- Microsoft just released an important fix related to the Secure Boot DBX through KB5012170.
- Thus, the Redmond tech giant managed to resolve the critical Secure Boot GRUB vulnerability.
- Read all about this important cumulative update and catch up on everything in the article below.
All the operating systems got patched this month, including Windows 11, Windows 10, Windows 7, and Windows 8.1.
But, among the most important releases this month, is the extremely important fix related to the Secure Boot DBX with its KB5012170 update.
Microsoft finally fixed critical Secure Boot GRUB vulnerability
Just in case you weren’t already aware, the Secure Boot Forbidden Signature Database or DBX is actually a block list for blacklisted UEFI executables that were found to be bad.
The above-mentioned KB5012170 update adds signatures of the known vulnerable UEFI modules to the DBX, meaning they will no longer be able to run after this update.
This time, these signatures are related to the GRand Unified Boot Loader (GRUB) vulnerability also called BootHole.
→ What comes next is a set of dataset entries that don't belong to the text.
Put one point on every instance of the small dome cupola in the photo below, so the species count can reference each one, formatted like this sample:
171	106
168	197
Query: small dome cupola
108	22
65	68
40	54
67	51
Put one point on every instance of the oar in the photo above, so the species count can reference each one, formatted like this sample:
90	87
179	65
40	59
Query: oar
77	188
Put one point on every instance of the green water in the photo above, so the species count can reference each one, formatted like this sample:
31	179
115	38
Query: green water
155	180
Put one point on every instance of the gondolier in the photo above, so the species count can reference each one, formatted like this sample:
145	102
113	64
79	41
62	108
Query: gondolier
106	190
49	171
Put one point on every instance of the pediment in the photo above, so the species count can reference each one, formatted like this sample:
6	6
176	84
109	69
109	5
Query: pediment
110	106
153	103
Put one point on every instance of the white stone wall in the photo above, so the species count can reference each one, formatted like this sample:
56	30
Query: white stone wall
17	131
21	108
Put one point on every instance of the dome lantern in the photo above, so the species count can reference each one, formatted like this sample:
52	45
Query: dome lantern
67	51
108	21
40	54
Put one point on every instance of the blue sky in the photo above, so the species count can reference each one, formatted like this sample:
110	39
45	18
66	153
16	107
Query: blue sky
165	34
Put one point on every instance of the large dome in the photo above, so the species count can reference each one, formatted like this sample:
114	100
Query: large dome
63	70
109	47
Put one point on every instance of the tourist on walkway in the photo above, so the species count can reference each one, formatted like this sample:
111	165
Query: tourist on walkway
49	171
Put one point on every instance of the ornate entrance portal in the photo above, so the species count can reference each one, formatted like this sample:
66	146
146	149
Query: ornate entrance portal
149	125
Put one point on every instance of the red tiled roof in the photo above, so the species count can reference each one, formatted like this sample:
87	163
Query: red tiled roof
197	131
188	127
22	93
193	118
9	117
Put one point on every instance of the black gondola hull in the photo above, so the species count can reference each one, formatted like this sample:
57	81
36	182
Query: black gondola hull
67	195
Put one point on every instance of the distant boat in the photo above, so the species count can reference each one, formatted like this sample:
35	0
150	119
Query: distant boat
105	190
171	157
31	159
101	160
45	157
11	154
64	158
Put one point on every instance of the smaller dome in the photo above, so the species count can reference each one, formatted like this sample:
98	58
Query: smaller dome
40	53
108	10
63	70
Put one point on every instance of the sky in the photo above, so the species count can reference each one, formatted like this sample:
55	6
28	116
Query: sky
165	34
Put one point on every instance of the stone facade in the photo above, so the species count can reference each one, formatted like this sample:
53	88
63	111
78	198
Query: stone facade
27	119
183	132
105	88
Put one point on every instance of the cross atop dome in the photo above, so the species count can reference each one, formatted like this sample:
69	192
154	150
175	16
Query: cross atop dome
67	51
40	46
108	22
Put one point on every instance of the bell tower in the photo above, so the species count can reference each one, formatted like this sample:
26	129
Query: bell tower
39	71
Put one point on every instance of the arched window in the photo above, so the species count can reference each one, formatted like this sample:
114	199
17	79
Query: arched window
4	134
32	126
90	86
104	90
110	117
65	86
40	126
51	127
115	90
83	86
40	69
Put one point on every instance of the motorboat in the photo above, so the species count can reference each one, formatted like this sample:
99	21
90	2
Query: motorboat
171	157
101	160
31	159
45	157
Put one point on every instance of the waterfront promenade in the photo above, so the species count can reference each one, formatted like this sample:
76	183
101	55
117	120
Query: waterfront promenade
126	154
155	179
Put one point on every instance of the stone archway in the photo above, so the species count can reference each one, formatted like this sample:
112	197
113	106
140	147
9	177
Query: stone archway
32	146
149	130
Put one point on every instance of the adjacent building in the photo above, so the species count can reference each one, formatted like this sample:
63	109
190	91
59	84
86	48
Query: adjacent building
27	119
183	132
As we said, and as Microsoft confirmed, this security update makes improvements to Secure Boot DBX for the supported Windows versions listed in the Applies to section.
The Redmond tech giant mentioned that these key changes include the following:
- Windows devices that has Unified Extensible Firmware Interface (UEFI) based firmware can run with Secure Boot enabled. The Secure Boot Forbidden Signature Database (DBX) prevents UEFI modules from loading. This update adds modules to the DBX.
You should also know that a security feature bypass vulnerability exists in secure boot. Thus, an attacker who successfully exploited the vulnerability might bypass secure boot and load untrusted software.
That being said, KB5012170 successfully addresses the vulnerability by adding the signatures of the known vulnerable UEFI modules to the DBX.
What Windows versions is this update for?
The tech company also included all the versions that this update will fix the issue for in the official release notes.
So, without any further ado, we’ll say that KB5012170 fixes the problem for:
- Windows Server 2012
- Windows 8.1 and Windows Server 2012 R2
- Windows 10, version 1507
- Windows 10, version 1607 and Windows Server 2016
- Windows 10, version 1809 and Windows Server 2019
- Windows 10, version 20H2
- Windows 10, version 21H1
- Windows 10, version 21H2
- Windows Server 2022
- Windows 11, version 21H2 (original release)
- Azure Stack HCI, version 1809
- Azure Stack Data Box, version 1809 (ASDB)
Of course, download for this cumulative update is available via Windows Update as part of the Patch Tuesday package, but you can also get the standalone update from the Microsoft Update Catalog website.
What can I do if KB5012170 fails to install?
- Press Win+ I to access Settings.
- Select the System category and click on Troubleshoot.
- Press the Other troubleshooters button.
- Press the Run button next to Windows Update.